A oposição avalizou o acordo, o que permitiu a votação de duas das 13 medidas provisórias que obstruíam a pauta — o Projeto de Lei de Conversão (PLV) 9/08 (MP 411/07), que criou o Projovem, e o PLV 13/08 (MP 15/08), que trata da proibição da venda de bebidas alcoólicas às margens de rodovia federal. De acordo com Jucá, o Senado deve retomar a análise das MPs na próxima terça-feira (27/5).

Pouco antes de governo e oposição fecharem acordo, o presidente do Senado, Garibaldi Alves Filho, havia respondido à oposição que não caberia a ele, regimentalmente, devolver medidas provisórias ao governo ou transformá-las em projeto de lei. O presidente chegou a propor o encerramento das votações.

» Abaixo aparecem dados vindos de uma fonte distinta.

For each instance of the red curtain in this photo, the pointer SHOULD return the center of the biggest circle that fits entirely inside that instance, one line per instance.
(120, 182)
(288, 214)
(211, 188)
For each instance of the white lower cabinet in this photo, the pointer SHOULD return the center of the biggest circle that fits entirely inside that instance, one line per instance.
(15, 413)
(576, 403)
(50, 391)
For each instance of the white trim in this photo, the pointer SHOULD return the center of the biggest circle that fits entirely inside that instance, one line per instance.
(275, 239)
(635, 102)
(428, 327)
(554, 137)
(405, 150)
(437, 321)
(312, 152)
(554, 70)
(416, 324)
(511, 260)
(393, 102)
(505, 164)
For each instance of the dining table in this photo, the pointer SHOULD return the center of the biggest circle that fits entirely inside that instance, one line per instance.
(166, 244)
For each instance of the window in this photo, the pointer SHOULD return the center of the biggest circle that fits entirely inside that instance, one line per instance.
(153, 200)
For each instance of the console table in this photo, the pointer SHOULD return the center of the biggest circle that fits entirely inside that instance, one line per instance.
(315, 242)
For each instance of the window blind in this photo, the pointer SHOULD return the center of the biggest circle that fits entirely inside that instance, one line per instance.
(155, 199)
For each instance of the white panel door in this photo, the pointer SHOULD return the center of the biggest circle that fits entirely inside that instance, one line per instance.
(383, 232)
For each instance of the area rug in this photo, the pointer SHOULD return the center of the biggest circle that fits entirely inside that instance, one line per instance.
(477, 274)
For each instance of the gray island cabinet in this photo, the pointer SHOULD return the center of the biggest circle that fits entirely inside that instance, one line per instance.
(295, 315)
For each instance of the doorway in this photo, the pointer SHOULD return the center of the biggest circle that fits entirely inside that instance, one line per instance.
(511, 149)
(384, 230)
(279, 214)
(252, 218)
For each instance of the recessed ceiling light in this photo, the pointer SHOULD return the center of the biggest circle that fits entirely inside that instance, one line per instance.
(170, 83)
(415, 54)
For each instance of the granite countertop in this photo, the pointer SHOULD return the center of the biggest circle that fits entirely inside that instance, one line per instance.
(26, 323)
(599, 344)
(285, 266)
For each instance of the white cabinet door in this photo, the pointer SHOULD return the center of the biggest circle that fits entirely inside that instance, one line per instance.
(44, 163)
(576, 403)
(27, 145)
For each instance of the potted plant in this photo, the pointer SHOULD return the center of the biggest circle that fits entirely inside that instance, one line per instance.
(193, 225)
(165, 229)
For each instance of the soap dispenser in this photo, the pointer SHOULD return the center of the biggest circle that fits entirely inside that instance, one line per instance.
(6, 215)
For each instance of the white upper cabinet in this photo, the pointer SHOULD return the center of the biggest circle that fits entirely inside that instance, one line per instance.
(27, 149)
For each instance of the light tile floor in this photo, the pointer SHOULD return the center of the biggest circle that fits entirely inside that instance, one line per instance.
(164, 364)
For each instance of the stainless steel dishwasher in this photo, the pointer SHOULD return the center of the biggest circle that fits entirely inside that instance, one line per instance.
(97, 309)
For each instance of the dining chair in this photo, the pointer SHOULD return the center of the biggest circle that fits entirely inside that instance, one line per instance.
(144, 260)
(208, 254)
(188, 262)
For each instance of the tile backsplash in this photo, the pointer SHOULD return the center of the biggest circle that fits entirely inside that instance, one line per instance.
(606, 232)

“Ninguém tem dúvidas de que não comungo com a prática do envio excessivo de medidas provisórias. E, agora, ainda estamos respaldados por decisão do Supremo quanto às que tratam de créditos. Precisamos encontrar uma solução que não nos deixe em situação vexatória com o Supremo”, disse Garibaldi.


Revista Consultor Jurídico, 20 de maio de 2008, 21h33

Comentários de leitores

3 comentários

O poder judiciário não pode agir de ofício, tem...

Felipe Lira de Souza Pessoa (Serventuário)

O poder judiciário não pode agir de ofício, tem os partidos o papel jurídico-político de fazer prevalecer, mediante o socorro do judiciário, as garantias institucionais e constitucionais. Se o poder executivo extrapola sua competência, cabe aos partidos políticos e ao legislatico contê-lo utilizando-se da medida judicial cabível. Dizer que é fazer política-partidaria para baixar popularidade de lula é uma visão estreita da questão.

Vianna (2)Para o Supremo Tribunal Federal, que,...

Vianna (Advogado Autônomo)

Vianna (2)Para o Supremo Tribunal Federal, que, por um lado fez a coisa certa ao ´legislar` acerca da infidelidade partidária, por outro, fez o jogo da oposição que levantou a questão com fito de impedir a política de alianças do Lula para poder governar. Agora vem nova tranca do STF contra as Medidas Provisórias, sempre a pedido da oposição DEM/PSDB. Querem brecar a popularidade do governo Lula de qualquer jeito.Se ele não convocar um referendum, como fizeram Chaves e Morales, logo logo, vai cair no descrédito do povo, e com isso abrir espaço para o retorno da canalha golpista.Esse o meu parecer, salvo melhor juízo...

Nosso ordenamento jurídico de tradição barroca ...

Vianna (Advogado Autônomo)

Nosso ordenamento jurídico de tradição barroca lusitana é, por um lado, uma garantia do cidadão na defesa do patrimÓnio e moralidade pública, mas, por outro, um entrave aos bons projetos de cunho e interesse social. O problema no Brasil está na burocracia, morosidade e incompetência do judiciário, na perversidade de certos agentes ministeriais e políticos a cata de holofotes para aparecer, e na ignorância ou ingenuidade de alguns cidadãos que se deixam levar na conversa fiada desses malandros.